Similarly, readers are left to wonder whether the 62.2% rent relief ordered for (most of) the March 2021 quarter was intended by VCAT to take the form of waiver of 31.1% of the usual rent plus deferral of payment of a further 31.1% (and if so, deferral over what period?) or if some other cocktail of rent relief was contemplated.
Reg. 10(4)(b) required a landlord offering a qualifying tenant rent relief to offer “not less than 50% of the rent relief … in the form of a waiver of rent, unless a landlord and a tenant otherwise agree in writing.” [My emphasis]. Note that — again contrary to common understanding — the requirement that 50% of the rent relief be by way of waiver (unless the tenant otherwise agrees) was the tenant’s minimum entitlement under the Regulations and was not a fixed and inflexible outcome.

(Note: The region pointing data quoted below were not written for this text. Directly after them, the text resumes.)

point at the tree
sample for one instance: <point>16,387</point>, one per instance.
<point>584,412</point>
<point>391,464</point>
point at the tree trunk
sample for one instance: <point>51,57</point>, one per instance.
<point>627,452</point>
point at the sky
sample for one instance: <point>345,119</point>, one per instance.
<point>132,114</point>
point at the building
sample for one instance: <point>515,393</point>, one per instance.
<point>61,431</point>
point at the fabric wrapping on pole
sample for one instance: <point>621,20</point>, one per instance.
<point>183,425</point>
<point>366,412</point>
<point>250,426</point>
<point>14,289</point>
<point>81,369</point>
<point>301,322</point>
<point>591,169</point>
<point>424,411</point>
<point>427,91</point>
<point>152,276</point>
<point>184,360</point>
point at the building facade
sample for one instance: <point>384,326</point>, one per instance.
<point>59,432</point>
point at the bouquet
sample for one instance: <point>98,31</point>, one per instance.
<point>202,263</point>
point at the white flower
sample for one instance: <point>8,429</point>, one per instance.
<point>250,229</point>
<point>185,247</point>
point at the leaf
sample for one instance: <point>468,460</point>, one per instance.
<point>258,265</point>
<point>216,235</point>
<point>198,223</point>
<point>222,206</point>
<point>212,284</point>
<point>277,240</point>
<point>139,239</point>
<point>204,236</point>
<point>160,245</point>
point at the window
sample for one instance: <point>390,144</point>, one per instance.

So, of the 61.2% rent relief the tenant secured did VCAT decide that the tenant’s minimum waiver entitlement of 50% was appropriate here? Or was it to be a 100% rental waiver? Or was it to be waiver of something between those percentages with deferral (for however long) of payment of the balance of the rent relief? Again, readers are left to wonder.
A third big CTRS question didn’t arise in this case because of the Tribunal’s findings as to the invalidity of the tenant’s first two rent relief requests. But if, hypothetically, the tenant’s earliest rent relief request had complied with the Regulations, would the tenant’s subsequent rent relief requests then have been redundant as a consequence? (If so, a botched later request presumably would not have invalidated its valid predecessor.) Or should tenants seeking rent relief under the CTRS have submitted a fresh rent relief request each time a fresh version of the Regulations commenced (and, remember, with retrospective effect each time)? (If so, commercial tenants who failed to submit at least three valid rent relief requests will have disqualified themselves from at least some of the protections otherwise available to them under the CTRS.)
Conclusion
Two thoughts.
- When even solicitor tenants have trouble navigating the complexities of their own Covid commercial tenancy rent relief requests under the COVID 19 Omnibus (Emergency Measures) (Commercial Leases and Licences) Regulations 2020, Victoria’s restauranteurs, hairdressers, gym operators and other small and medium commercial tenants have ample reason to be very nervous about the validity of their own rent relief requests.
- Pending some more published decisions from VCAT in this area, it will be perilous work for lawyers advising tenants and landlords as to their surviving rights and obligations under the CTRS.